Although the main intent of this work is concerned with text and substance rather than with authorship, yet we have here a lesson on Biblical criticism on a large scale. By collating the two great historical documents A. and B. are enabled to detect a certain stratification in the Hebrew writings, and a weaving together of materials into a connected whole. So far as we can judge from what he himself

says,

the Chronicler grounded his work on materials which must have been more or less contemporary with the age in which the events narrated took place ; and he selected those which he had reason to believe were of high prophetic authority. These materials he arranged and interwove in much the same way as a modern historian would do, so that there might be no abrupt transition from one age or one set of materials to another.

Another important point is elicited by a careful comparison of A. and B., namely, that although there is hardly a section of any great length which does not exhibit some variations or additions (apart from matters of text), yet B. never seems to have departed to any considerable extent from his authorities. If he modernized their terminology it was only on a minute scale. If he incorporated and interpolated, so far as we can gather, it was from sources of the same class as his principal authority, that is to say either Levitical or prophetical.

These facts have an important bearing on the composition of other books, for they suggest the ways and methods adopted by more ancient Hebrew writers.
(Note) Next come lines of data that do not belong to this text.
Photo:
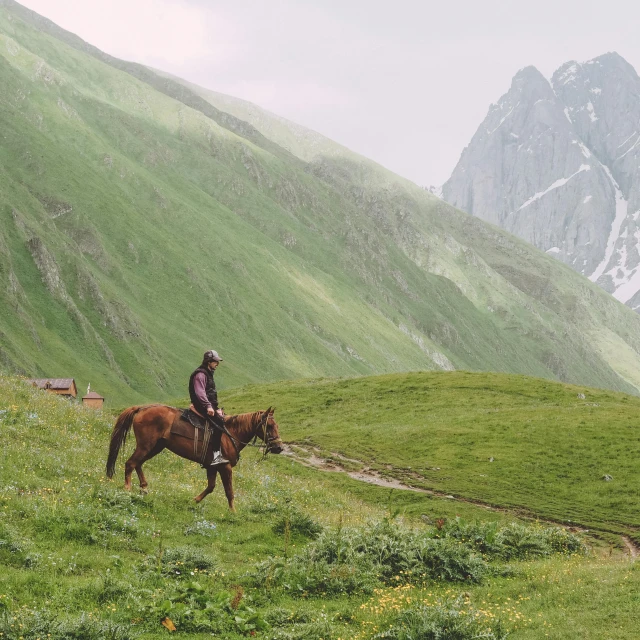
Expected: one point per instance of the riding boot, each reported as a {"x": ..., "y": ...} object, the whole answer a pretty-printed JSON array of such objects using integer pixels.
[
  {"x": 216, "y": 437},
  {"x": 218, "y": 459}
]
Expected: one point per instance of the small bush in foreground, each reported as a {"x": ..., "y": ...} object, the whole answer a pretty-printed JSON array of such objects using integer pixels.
[
  {"x": 513, "y": 541},
  {"x": 193, "y": 609},
  {"x": 355, "y": 560}
]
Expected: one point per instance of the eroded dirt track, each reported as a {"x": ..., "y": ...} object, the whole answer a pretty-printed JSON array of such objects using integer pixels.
[{"x": 337, "y": 463}]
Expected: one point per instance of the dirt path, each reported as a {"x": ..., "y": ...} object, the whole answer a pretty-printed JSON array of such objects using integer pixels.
[{"x": 308, "y": 457}]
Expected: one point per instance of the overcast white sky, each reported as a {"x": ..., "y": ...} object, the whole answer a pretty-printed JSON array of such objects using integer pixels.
[{"x": 404, "y": 82}]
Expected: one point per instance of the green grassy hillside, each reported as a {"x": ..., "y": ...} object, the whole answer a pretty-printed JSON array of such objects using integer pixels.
[
  {"x": 526, "y": 444},
  {"x": 308, "y": 555},
  {"x": 141, "y": 224}
]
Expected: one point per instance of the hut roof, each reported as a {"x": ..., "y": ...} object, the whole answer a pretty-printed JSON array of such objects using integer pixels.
[
  {"x": 53, "y": 383},
  {"x": 93, "y": 394}
]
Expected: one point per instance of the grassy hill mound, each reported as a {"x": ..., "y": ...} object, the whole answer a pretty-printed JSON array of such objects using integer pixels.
[
  {"x": 510, "y": 441},
  {"x": 142, "y": 224},
  {"x": 308, "y": 555}
]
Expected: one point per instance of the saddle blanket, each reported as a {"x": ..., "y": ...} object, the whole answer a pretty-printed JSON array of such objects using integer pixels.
[{"x": 187, "y": 424}]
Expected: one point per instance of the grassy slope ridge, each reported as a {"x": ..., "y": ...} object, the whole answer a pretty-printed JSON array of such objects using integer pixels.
[
  {"x": 551, "y": 448},
  {"x": 140, "y": 224},
  {"x": 82, "y": 558}
]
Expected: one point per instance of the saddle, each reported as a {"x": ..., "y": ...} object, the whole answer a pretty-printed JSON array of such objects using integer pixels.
[{"x": 191, "y": 425}]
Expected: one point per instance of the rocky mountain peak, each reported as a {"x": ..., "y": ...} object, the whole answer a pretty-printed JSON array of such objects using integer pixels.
[{"x": 557, "y": 164}]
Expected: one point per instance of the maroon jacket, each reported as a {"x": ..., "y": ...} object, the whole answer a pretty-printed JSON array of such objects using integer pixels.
[{"x": 202, "y": 390}]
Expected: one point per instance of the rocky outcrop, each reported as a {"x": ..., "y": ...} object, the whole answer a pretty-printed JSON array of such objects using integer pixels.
[{"x": 556, "y": 164}]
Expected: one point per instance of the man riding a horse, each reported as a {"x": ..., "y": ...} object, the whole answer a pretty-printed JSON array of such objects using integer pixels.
[{"x": 204, "y": 399}]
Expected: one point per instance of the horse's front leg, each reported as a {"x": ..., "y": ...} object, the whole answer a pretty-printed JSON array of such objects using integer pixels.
[
  {"x": 226, "y": 473},
  {"x": 212, "y": 472}
]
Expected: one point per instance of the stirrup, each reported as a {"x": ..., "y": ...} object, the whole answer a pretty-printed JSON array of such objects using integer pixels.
[{"x": 218, "y": 459}]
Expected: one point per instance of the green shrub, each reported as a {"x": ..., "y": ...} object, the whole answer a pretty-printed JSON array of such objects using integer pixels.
[
  {"x": 193, "y": 609},
  {"x": 357, "y": 560},
  {"x": 510, "y": 542}
]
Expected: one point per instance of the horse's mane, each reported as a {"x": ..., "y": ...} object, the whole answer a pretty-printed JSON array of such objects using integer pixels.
[{"x": 242, "y": 424}]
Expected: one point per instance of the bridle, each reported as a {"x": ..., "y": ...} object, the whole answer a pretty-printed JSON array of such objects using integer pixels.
[{"x": 266, "y": 440}]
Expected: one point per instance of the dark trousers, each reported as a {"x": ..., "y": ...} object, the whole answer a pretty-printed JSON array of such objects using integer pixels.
[{"x": 215, "y": 424}]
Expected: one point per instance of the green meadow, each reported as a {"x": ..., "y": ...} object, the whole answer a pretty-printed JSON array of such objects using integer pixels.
[
  {"x": 526, "y": 444},
  {"x": 311, "y": 554}
]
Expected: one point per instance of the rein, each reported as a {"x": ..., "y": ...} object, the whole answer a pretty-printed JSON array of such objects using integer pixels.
[{"x": 252, "y": 443}]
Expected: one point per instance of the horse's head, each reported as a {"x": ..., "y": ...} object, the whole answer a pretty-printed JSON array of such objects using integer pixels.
[{"x": 269, "y": 433}]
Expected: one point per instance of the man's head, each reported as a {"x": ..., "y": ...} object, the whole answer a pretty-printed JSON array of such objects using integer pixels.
[{"x": 211, "y": 359}]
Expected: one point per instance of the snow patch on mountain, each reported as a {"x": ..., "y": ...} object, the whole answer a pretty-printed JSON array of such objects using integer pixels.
[
  {"x": 558, "y": 183},
  {"x": 621, "y": 214}
]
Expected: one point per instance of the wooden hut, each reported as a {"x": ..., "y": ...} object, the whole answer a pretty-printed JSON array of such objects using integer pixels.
[
  {"x": 60, "y": 386},
  {"x": 93, "y": 400}
]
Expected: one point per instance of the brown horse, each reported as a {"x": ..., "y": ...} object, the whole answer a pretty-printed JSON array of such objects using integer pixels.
[{"x": 152, "y": 427}]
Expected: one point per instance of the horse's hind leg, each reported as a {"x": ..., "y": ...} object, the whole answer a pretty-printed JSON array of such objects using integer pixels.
[
  {"x": 226, "y": 475},
  {"x": 154, "y": 452},
  {"x": 212, "y": 472},
  {"x": 139, "y": 456}
]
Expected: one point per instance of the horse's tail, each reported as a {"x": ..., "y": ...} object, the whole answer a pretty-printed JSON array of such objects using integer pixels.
[{"x": 119, "y": 437}]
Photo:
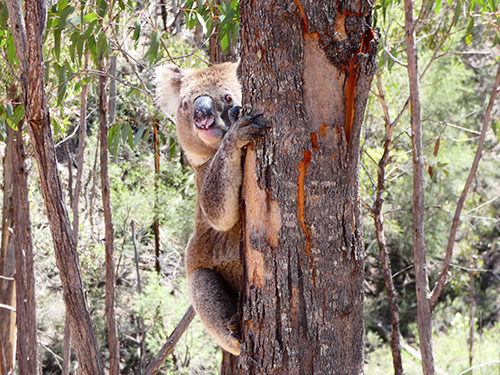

All students recognize a threading together of narratives in the Book of Genesis, though some esteem the narratives themselves as contemporary with the days of the patriarchs, whilst others bring them down to a much later date. Similarly, most students hold that there is something of the nature of compilation in the four later books of the Pentateuch, and that some passages in them may have been incorporated in postMosaic times, e.g. in the age of Samuel, Josiah, or Ezra. How does an examination of A. and B. affect the question of the historical and sacred authority of the books so compiled ?

In the first place, it leads us to respect the books of the Pentateuch, Joshua, and the Judges as works of authority composed or compiled by authors of the prophetic class, whether of an age anterior to Samuel, as those who hold the traditional view believe, or whether a considerable element in them is of later growth, as the revolutionary critics hold.

Secondly, it permits of the idea, not only of the threading of documents (as in A.), but also of the blending of documents into a connected whole (as in B.); though it hardly gives an illustration of the minute dovetailing in of sentences and fragments of sentences which some critics claim to have detected in the earlier writings; minute variations between A. and B. being simply textual, idiomatic, or paraphrastic. It is sometimes supposed that numerous small repetitions are a sign of the blending of two or more documents; but the testimony of B., which all acknowledge to be a blended narrative, is not confirmatory of this hypothesis. It by no means abounds in repetitions. The tendency to repetition is exceedingly ancient, being related to the tendency to parallelism, and must not be cited as a proof of 'manipulation.'

Thirdly, it justifies the idea that the old documents thus put together have not suffered materially by the process, and that neither the modernization of their spelling and idioms, nor the incorporation of occasional extracts from other authoritative sources, materially interferes with the historic value and prophetic authority of the works as a whole.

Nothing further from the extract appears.